По поводу "просил прощения" - грош цена такому извинению.   

> А отцу надо было лучше своего сына воспитывать. И не изображать из себя униженную женщину, когда его пацан нарался на оплеуху. Отец ведёт себя не по-мужски.

 Не тебе, дикарь, судить, как цивилизованным людям воспитывать своих детей. Человека убили за невинную реплику, а он, еще, и виноват, оказывается. Я хренею, дорогая редакция.   

> Мужчина должен понимать, что честь выше жизни.

 Гнилые отмазоны, стремление обелить убийцу.
Повторяю - покушения на честь не было. Если ты такой ранимый - уезжай к себе в аул. Нехрена в Моксве руками махать, такие гориллы опасны для рядовых граждан.   

> Ой ли (выражаясь твоим мерзким языком). Я слышал семью и она не вызвала у меня симпатии. Ведут себя не достойно.

 Язык как язык, чем не нравится?
Разумеется, семья не может вызвать у тебя симпатии. Как это так - возмущаются! В суд подали! Чернь! На благородного джигита!!! Сын у них сам виноват, на честь покусился, а они еще и возникают тут!   

> Это только суд имеет право вешать такие ярлыки.

 Суд у нас такой суд. От него долго ждать приходится. Мирзаев был причиной смерти, значит - убийца.

----------


## Юрка

> Конечно-конечно. Нельзя наезжать игрушечной машинкой и говорить "прокачу".

 Можно. По отношению к младшим сестрёнкам. А к незнакомой женщине на улице, которая к тому же с кавалером - это перебор.
Так ты договоришься, что можно по жопе шлёпнуть, по голове погладить и т.д.  

> А если серьезно - цивилизованное общество в этом отношении будет посвободнее дикого. Если для тебя это неприемлемо - уезжай в свой аул.

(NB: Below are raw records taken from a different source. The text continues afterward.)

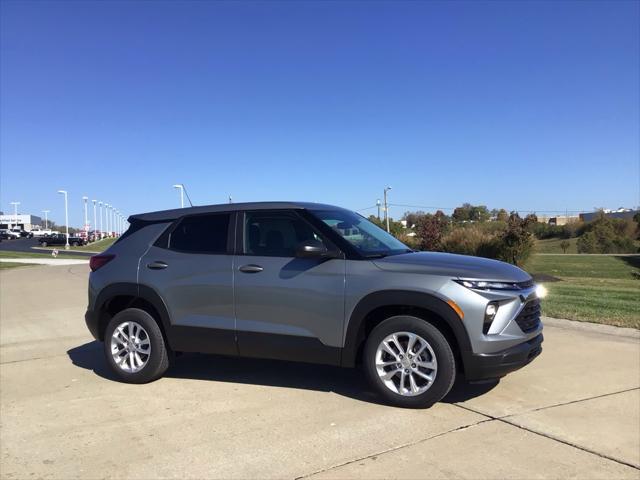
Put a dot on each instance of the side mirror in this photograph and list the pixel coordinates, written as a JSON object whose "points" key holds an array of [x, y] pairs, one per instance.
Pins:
{"points": [[312, 249]]}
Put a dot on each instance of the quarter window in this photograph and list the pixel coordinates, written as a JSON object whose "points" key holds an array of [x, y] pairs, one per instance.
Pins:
{"points": [[201, 234]]}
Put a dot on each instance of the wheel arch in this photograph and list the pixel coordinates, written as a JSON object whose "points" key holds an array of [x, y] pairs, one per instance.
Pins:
{"points": [[377, 306], [119, 296]]}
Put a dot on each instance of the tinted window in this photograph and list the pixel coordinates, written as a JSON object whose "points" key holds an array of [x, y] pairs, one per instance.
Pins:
{"points": [[275, 234], [369, 239], [201, 234]]}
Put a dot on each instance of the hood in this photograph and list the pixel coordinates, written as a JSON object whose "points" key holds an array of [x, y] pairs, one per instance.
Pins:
{"points": [[454, 266]]}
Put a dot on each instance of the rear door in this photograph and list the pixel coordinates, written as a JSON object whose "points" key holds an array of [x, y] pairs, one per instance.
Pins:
{"points": [[190, 267], [286, 307]]}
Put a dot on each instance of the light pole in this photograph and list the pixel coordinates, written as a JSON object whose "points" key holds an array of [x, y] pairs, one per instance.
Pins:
{"points": [[95, 221], [85, 199], [386, 207], [101, 229], [15, 213], [66, 218], [46, 223], [181, 188]]}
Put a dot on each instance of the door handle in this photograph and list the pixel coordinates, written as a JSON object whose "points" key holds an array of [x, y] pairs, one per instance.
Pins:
{"points": [[157, 265], [251, 268]]}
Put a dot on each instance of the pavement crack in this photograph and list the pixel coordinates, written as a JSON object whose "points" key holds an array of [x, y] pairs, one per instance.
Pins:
{"points": [[393, 449], [505, 419]]}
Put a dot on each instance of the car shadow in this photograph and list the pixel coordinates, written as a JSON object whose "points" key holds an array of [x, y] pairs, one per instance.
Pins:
{"points": [[348, 382]]}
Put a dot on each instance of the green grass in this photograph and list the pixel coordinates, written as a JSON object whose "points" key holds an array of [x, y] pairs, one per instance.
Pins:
{"points": [[593, 288], [552, 245], [99, 246], [8, 254]]}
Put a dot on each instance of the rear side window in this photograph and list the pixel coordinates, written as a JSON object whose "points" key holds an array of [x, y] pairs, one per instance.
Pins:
{"points": [[201, 234]]}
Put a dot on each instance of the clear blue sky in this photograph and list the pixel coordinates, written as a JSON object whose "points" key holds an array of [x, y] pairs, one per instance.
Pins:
{"points": [[521, 105]]}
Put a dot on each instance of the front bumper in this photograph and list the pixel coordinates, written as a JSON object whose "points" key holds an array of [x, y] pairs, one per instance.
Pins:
{"points": [[487, 366]]}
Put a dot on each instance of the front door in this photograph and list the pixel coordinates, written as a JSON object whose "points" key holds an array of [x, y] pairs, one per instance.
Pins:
{"points": [[190, 267], [286, 307]]}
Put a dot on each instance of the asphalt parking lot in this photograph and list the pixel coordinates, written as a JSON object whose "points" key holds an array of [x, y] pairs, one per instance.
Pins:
{"points": [[574, 412]]}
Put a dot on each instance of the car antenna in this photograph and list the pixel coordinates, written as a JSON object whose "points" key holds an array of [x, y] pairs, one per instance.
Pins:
{"points": [[187, 194]]}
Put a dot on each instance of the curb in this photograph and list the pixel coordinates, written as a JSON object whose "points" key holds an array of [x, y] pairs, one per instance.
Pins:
{"points": [[592, 327]]}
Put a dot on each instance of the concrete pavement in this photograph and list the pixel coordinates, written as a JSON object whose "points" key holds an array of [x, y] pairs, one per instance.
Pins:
{"points": [[572, 413]]}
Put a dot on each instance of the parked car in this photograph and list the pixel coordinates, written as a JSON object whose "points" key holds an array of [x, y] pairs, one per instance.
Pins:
{"points": [[8, 234], [60, 239], [312, 283]]}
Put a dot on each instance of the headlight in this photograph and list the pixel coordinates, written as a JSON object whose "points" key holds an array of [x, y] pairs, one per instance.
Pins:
{"points": [[488, 285]]}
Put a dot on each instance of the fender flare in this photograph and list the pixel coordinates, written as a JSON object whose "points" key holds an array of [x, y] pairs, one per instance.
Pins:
{"points": [[403, 298], [136, 291]]}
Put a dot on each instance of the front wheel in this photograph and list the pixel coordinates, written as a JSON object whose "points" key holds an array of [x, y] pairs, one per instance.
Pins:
{"points": [[135, 347], [409, 362]]}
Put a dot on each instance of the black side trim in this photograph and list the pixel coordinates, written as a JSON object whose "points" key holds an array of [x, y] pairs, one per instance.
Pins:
{"points": [[203, 340], [287, 347], [401, 298]]}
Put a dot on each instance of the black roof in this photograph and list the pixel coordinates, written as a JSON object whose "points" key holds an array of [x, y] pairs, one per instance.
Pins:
{"points": [[169, 215]]}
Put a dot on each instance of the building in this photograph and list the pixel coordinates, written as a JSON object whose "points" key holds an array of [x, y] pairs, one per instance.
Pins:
{"points": [[24, 222], [558, 219], [620, 213]]}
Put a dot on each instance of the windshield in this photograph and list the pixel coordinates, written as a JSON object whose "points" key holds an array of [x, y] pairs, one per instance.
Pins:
{"points": [[369, 239]]}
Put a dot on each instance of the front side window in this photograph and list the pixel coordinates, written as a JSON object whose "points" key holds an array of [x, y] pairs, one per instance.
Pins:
{"points": [[367, 238], [201, 234], [275, 234]]}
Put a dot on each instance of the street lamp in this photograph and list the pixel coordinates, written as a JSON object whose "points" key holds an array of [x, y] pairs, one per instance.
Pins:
{"points": [[15, 213], [95, 221], [180, 187], [101, 229], [66, 218], [386, 207], [86, 219], [46, 223]]}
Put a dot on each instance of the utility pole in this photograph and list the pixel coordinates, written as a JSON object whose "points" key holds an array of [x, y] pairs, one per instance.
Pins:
{"points": [[86, 219], [101, 230], [95, 221], [66, 217], [386, 207], [180, 187], [15, 213]]}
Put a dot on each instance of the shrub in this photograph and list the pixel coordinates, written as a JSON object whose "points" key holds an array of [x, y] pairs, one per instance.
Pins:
{"points": [[515, 245], [469, 241]]}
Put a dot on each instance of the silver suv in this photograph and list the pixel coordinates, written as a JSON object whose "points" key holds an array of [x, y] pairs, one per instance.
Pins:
{"points": [[312, 283]]}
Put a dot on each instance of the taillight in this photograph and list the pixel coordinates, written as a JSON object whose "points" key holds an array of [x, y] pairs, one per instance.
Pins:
{"points": [[98, 261]]}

 Если что, я уеду от твоей "цивилизации" в свою деревню. Там не слышно мата, нет плевков на асфальте, ночью не орут от избытка чувств.
А вообще ты рассуждаешь как обыватель с очень узким кругозором. Считаешь свою кочку цивилизацией и не хочешь расширять свой кругозор. Зачем тогда чужой язык учил, спрашивается? Вместо языка поизучал бы лучше этнографию, этнологию, географию и т.д. 
P.S. Радио России я верю больше, чем интернету, где пишут все, кому не лень. Сказано было спокойно. Думаю, что можно верить.

----------


## mishau_

> Ой ли (выражаясь твоим мерзким языком).

 Откуда берется такое зашкаливающее количество ненависти к оппонентам? 
Ну ладно. Вот клевая подборка фотографий про то, как ряженые православные раздают тумаки посетителям. На этот раз полиционеры были на стороне Гельмана.  http://echo.msk.ru/blog/varlamov_i/932418-echo/

----------


## dondublon

> Можно. По отношению к младшим сестрёнкам. А к незнакомой женщине на улице, которая к тому же с кавалером - это перебор.
> Так ты договоришься, что можно по жопе шлёпнуть, по голове погладить и т.д.

 По жопе шлепать нельзя. А говорить "прокачу" можно.
В том числе - женщине, которая является "спутницей" женатого не на ней мужчины. 
Впрочем, вряд ли ты со своими аульными понятиями это поймешь, и не имеешь право судить о том, где проходит граница.   

> Если что, я уеду от твоей "цивилизации" в свою деревню.

 Скатертью дорога.  

> Там не слышно мата, нет плевков на асфальте, ночью не орут от избытка чувств.

 Какая идиллия  ::  Я мог бы много рассказать про деревенскую жизнь, но не буду. Не буду заострять внимание на том, что в деревнях матом не ругаются - там на нём разговаривают. Что пить и курить начинают с 7 лет (как в русских, так и в мусульманских), и что плевков на асфальте просто не заметить - из-за недостатка асфальта и обилия грязи. Я около деревни в свое время пожил, а также в процессе турпоходов достаточно повидал.  
Я просто скажу - город - это круто и современно, это для умных, добрых, культурных и цивилизованных. Для остальных - аулы.  

> А вообще ты рассуждаешь как обыватель с очень узким кругозором. Считаешь свою кочку цивилизацией и не хочешь расширять свой кругозор.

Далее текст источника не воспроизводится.